For my write up today on The Cambridge History of Judaism, Volume Two: The Hellenistic Age, I’ll focus on the book of II Maccabees.
On pages 294-295, Jonathan Goldstein defines a difference between I Maccabees and II Maccabees:
“The author of I Maccabees was an ardent partisan of the Hasmoneans. He believed that the Hasmonean dynasty was the stock to whom God had granted the privilege of bringing permanent victory to the Chosen People. Jason of Cyrene, the author of the lost work of which the history in 2 Maccabees is an abridgement, approved of only one Hasmonean, Judas Maccabeus. As viewed by Jason, the others were incompetent and even wicked.”
On page 529, Paul Hanson states: “A whole group of writings from the period after the Seleucid persecutions is characterized by fidelity to the Torah and orthodoxy in regard to Temple praxis, but is open in varying degrees to Hellenistic forms of expression. In contrast to Sirach and I Maccabees, this group of writings stands at a greater distance from Sadducean thought, and in closer relation to the mileau of the Pharisees, sometimes explicitly defending their doctrines (for example, resurrection) against the criticism of the Sadducees (compare 2 Maccabees and the Psalms of Solomon).” My impression of what Hanson is saying is that II Maccabees is closely related to the Pharisees’ mileau, for II Maccabees defends the resurrection.
On page 427, Mathias Delcor goes into the teaching of II Maccabees. Whereas I Maccabees presents the Hasmonean Mattathias allowing Jews to defend themselves on the Sabbath, II Maccabees affirm that “the holy Law (6:23, 28) cannot be transgressed, even in the interests of legitimate self-defense (5:25; 6:6; 15:3).” In II Maccabees, heavenly forces take part in the Maccabean struggle, whereas I Maccabees is less extravagant when discussing heavenly intervention. I wonder how the Sabbath absolutism squares with the Pharisees, for even Jesus acknowledged that the Pharisees allowed people to lift an ox from a ditch on the Sabbath (Luke 14:5), and so at least those Pharisees were not absolutist.

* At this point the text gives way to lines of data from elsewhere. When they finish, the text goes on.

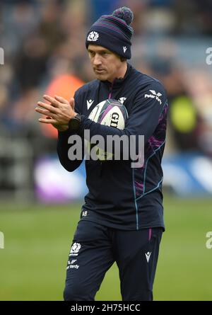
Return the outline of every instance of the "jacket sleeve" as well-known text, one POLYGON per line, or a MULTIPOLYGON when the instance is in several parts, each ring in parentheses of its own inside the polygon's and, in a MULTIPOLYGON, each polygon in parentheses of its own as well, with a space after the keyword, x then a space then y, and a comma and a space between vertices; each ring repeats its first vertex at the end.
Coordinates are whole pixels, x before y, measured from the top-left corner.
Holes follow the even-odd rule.
MULTIPOLYGON (((81 114, 81 110, 80 109, 79 104, 78 103, 78 98, 74 96, 75 100, 75 112, 81 114)), ((58 132, 58 140, 57 147, 57 154, 59 156, 59 161, 64 168, 69 171, 72 172, 75 171, 82 163, 84 156, 84 144, 83 138, 81 137, 81 130, 76 132, 71 130, 66 130, 64 132, 58 132), (81 139, 81 142, 76 142, 72 144, 69 144, 69 138, 70 136, 78 135, 81 139), (75 146, 76 150, 78 152, 81 152, 80 156, 78 156, 76 159, 70 159, 69 156, 69 151, 71 149, 73 146, 75 146), (76 147, 77 146, 77 147, 76 147)), ((70 155, 71 156, 71 155, 70 155)))
MULTIPOLYGON (((103 137, 105 143, 108 135, 126 135, 129 137, 134 135, 134 146, 136 152, 139 152, 139 136, 143 135, 144 143, 146 143, 158 125, 160 115, 166 103, 166 93, 163 86, 159 81, 154 81, 137 93, 124 130, 94 122, 82 115, 81 132, 89 130, 90 138, 100 134, 103 137)), ((120 150, 122 159, 123 147, 120 150)))

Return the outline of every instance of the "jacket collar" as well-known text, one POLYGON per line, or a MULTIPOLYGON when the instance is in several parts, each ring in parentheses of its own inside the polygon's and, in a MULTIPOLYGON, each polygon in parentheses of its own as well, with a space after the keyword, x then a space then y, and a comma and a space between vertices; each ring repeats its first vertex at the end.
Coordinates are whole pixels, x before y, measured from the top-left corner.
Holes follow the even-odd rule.
POLYGON ((108 87, 108 88, 110 88, 112 86, 113 90, 116 88, 119 88, 120 86, 123 84, 123 83, 124 83, 129 78, 131 69, 132 69, 131 65, 127 63, 127 69, 124 78, 115 79, 112 83, 110 82, 109 81, 100 81, 100 82, 103 84, 105 84, 108 87))

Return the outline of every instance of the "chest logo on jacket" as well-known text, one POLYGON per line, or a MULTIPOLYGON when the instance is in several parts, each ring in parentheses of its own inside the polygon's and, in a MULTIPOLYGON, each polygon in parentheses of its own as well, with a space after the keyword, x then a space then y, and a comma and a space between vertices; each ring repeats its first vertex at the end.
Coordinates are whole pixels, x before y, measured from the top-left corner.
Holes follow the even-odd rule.
POLYGON ((94 101, 92 101, 92 100, 88 101, 87 100, 87 108, 88 108, 88 110, 90 108, 91 105, 93 103, 93 102, 94 102, 94 101))

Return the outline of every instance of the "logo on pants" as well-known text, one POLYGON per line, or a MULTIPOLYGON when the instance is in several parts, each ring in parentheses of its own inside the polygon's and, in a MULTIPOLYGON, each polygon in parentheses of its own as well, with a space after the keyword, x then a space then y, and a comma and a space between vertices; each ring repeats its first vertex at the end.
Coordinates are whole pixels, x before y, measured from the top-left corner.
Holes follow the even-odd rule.
POLYGON ((70 256, 77 256, 81 245, 79 243, 73 243, 70 251, 70 256))

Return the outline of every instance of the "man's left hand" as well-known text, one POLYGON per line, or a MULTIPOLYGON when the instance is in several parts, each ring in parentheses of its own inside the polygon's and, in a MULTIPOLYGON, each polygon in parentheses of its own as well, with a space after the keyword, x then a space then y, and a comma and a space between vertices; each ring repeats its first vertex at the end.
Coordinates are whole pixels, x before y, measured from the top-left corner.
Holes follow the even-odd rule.
POLYGON ((69 102, 65 98, 57 96, 52 98, 48 95, 44 95, 43 98, 50 104, 37 102, 40 108, 37 107, 35 111, 47 116, 46 118, 39 118, 39 121, 45 124, 52 124, 59 131, 66 130, 69 128, 70 119, 76 115, 73 110, 74 99, 71 98, 69 102))

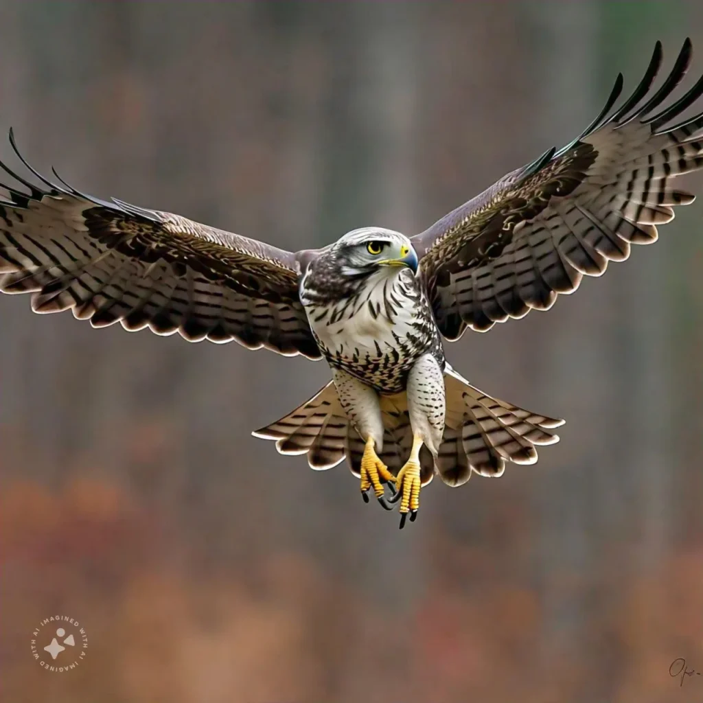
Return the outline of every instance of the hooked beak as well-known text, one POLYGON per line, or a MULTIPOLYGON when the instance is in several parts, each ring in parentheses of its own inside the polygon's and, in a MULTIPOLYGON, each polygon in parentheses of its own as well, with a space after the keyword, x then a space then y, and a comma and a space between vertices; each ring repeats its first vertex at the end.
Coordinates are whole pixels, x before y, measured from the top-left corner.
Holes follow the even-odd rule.
POLYGON ((379 266, 406 266, 413 273, 418 272, 418 254, 415 253, 415 250, 411 247, 402 246, 400 250, 401 257, 399 259, 386 259, 384 261, 377 262, 379 266))

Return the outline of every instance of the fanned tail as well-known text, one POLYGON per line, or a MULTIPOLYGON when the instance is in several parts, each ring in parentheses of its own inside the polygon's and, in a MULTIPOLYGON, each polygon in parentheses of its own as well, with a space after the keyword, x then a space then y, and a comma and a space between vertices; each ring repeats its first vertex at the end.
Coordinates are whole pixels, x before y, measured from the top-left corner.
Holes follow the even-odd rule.
POLYGON ((348 424, 330 381, 292 413, 252 434, 275 439, 281 454, 307 454, 314 469, 331 469, 346 454, 348 424))
MULTIPOLYGON (((506 462, 534 464, 536 446, 559 441, 552 430, 563 425, 563 420, 486 395, 449 366, 444 384, 444 435, 436 461, 427 447, 420 451, 423 485, 430 483, 435 472, 449 486, 465 483, 472 472, 501 476, 506 462)), ((397 475, 413 443, 406 394, 382 396, 381 412, 385 432, 378 456, 397 475)), ((252 434, 276 440, 282 454, 307 454, 314 469, 332 468, 346 457, 352 472, 359 475, 364 442, 347 420, 333 382, 280 420, 252 434)))
POLYGON ((475 471, 501 476, 505 463, 534 464, 536 446, 553 444, 563 420, 531 413, 475 388, 449 368, 444 373, 446 427, 437 460, 444 483, 460 486, 475 471))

Delcor also states the following about II Maccabees’ teaching:
“The issue in the struggle is in fact one not of this world. It could be said that what Judas is working toward is the enjoyment of the kingdom of the saints, of which Daniel speaks. The enjoyment of the good things God has promised is transferred to another world by belief in the resurrection (7:14, 36). But, while awaiting the achievement of this, all the saints work together for the coming of the kingdom. Prayer, ritual sacrifice, and the willing sacrifice of one’s own life acquire a significance which is not limited to the present generation (7:32-38; 12:39-45; 15:11-16).”
Is Delcor’s point that II Maccabees is saying that Judas is helping to usher in the eschatological Kingdom of God, or merely that the Jews’ good deeds will receive rewards in the afterlife? If it’s the former, then how would II Maccabees account for the failure of the Kingdom of God to arrive in the time of Judas? In terms of the date of II Maccabees, the book ends with the death of the Seleucid general Nicanor, with Judas still being alive. So was the book written before the death of Judas in battle? The problem here, for Delcor, is that the book claims to be about Judas and his brothers, and so Delcor thinks that there must be more to II Maccabees than has survived—-presumably narrating the events after the time of Judas. Delcor dates II Maccabees “towards the end of the second century B.C.E., but earlier than I Maccabees” (page 463), which is after the death of Judas (in 160 B.C.E.). Was Jason (on whose account II Maccabees was based) a Pharisee? According to Delcor, we do not know much about Jason, except that “he was a member of the Jewish community in Cyrenaica”, which is in Lybia. But perhaps II Maccabees came to be prominent in Pharisaic circles, whether or not Jason was a Pharisee.
Delcor states that the rabbis did not care for the Hasmoneans, for the Pharisees opposed John Hyrcanus, and Alexander Janneus crucified many Pharisees. Hyrcanus ruled in the end of the second century B.C.E., which is when Delcor dates II Maccabees. That could explain why II Maccabees dislikes the Hasmoneans, with the lone exception of Judas the Maccabee.